Dramatically increase cases covered

goldstein.w.n retitled this revision from [InstCombine] Transform `(bitwise1 (bitwise2 (lshift1 X, C), C1), (lshift2 Y, C))` to [InstCombine] Transform `(binop1 (binop2 (lshift X,Amt),Mask),(lshift Y,Amt))`.Jun 10 2023, 1:08 AM
goldstein.w.n edited the summary of this revision. (Show Details)
goldstein.w.n marked an inline comment as done.Jun 10 2023, 1:11 AM
goldstein.w.n added inline comments.
llvm/lib/Transforms/InstCombine/InstCombineAndOrXor.cpp
2108

Okay, updated for all the cases I could think of.

I didn't extend to sub just because 1) it has some special cases and 2) sub X, Const always canonicalizes to add X, -Const so covering add is enough.

Current workings are:
if both ops are same -> do generic transform and just re-associate the shift. (if add, then only if shl)
if both are bitwise and 1 is and -> just do transform
if both are bitwise no and -> check mask -> do transform
if outer binop is and -> just do transform
else -> fail

nikic added a comment.Jun 11 2023, 9:30 AM

It looks like there are some more tests that need to be updated.

llvm/lib/Transforms/InstCombine/InstructionCombining.cpp
771

Here and elsewhere: Keep variable scope minimal.

775

ConstantExpr

785

it's

786

irrelevant

795

reassociate

Though this is really more "distribute" than reassociate.

812

Does this case trigger for anything other than non-splat vectors? If not, please remove it. (Generally, don't add non-splat vector support it it requires any additional complexity.)

820

Isn't this also fine for add/shl, as in the case above? https://alive2.llvm.org/ce/z/ztthn5

goldstein.w.n marked 6 inline comments as done.Jun 11 2023, 12:42 PM

It looks like there are some more tests that need to be updated.

Fixed.

llvm/lib/Transforms/InstCombine/InstructionCombining.cpp
812

Why is that? I'd argue this is very minimal complexity and think it is an issue that a significant number of our combines only work for splats. Generally we mark combines that fail because of lacking splat support not as "*_fail", but "*_todo" which seems to imply we *want* to handle them. Leaving out these 4-lines of code (that also provide an early exit before more expensive checks) seems equivelent to choosing to leave a simple addressable TODO.

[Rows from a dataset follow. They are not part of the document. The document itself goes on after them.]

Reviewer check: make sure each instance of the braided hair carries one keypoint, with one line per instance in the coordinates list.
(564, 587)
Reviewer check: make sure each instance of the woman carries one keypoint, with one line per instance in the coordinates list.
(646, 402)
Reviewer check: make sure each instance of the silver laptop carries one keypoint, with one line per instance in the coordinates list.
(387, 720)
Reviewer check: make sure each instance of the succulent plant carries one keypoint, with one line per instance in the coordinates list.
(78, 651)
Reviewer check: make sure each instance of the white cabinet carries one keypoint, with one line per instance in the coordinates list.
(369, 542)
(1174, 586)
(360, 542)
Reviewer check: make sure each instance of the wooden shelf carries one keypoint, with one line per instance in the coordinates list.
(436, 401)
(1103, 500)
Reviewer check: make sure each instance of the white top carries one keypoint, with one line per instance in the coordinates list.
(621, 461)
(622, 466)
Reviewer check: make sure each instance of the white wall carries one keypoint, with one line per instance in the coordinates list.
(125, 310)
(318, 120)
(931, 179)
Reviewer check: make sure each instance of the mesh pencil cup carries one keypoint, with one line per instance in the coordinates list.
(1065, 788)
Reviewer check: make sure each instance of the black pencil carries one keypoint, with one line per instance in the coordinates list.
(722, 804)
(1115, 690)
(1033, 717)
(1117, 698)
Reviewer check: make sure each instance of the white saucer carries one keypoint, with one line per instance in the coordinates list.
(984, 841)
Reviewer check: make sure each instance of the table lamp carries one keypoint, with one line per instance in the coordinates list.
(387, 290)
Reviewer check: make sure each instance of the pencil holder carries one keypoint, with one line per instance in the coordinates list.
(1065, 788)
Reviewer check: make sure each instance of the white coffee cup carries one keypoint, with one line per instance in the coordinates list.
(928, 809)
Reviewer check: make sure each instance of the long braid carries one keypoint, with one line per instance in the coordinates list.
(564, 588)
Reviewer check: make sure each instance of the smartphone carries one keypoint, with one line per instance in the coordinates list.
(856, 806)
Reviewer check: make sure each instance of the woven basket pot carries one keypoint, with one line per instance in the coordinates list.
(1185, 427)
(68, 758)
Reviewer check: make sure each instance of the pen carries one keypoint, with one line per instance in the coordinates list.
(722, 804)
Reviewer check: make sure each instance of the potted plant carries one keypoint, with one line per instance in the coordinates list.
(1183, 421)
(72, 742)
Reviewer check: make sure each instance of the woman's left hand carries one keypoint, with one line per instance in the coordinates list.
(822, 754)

goldstein.w.n edited the summary of this revision. (Show Details)

Fix nits and handle add better

nikic added inline comments.Jun 11 2023, 2:29 PM
llvm/lib/Transforms/InstCombine/InstructionCombining.cpp
808

Handling add+shl should be safe here as well: https://alive2.llvm.org/ce/z/dWf_6D

I think you can extract a helper to check Instruction::isBitwiseLogicOp(BinOpc) || ShOpc == Instruction::Shl and use that everywhere that isBitWiseLogicOp() is used.

(I wanted to suggest just excluding the add+lshr combination upfront so we don't have to worry about it everywhere else, but it is valid for the and case above. If you're okay with losing that, we can just check this in IsValidBinOpc and not worry about it after that anymore.)

812

It's not a lot of code, but it does increase the verification space of the transform non-trivially, for a transform that already has some combinatorial explosion going on.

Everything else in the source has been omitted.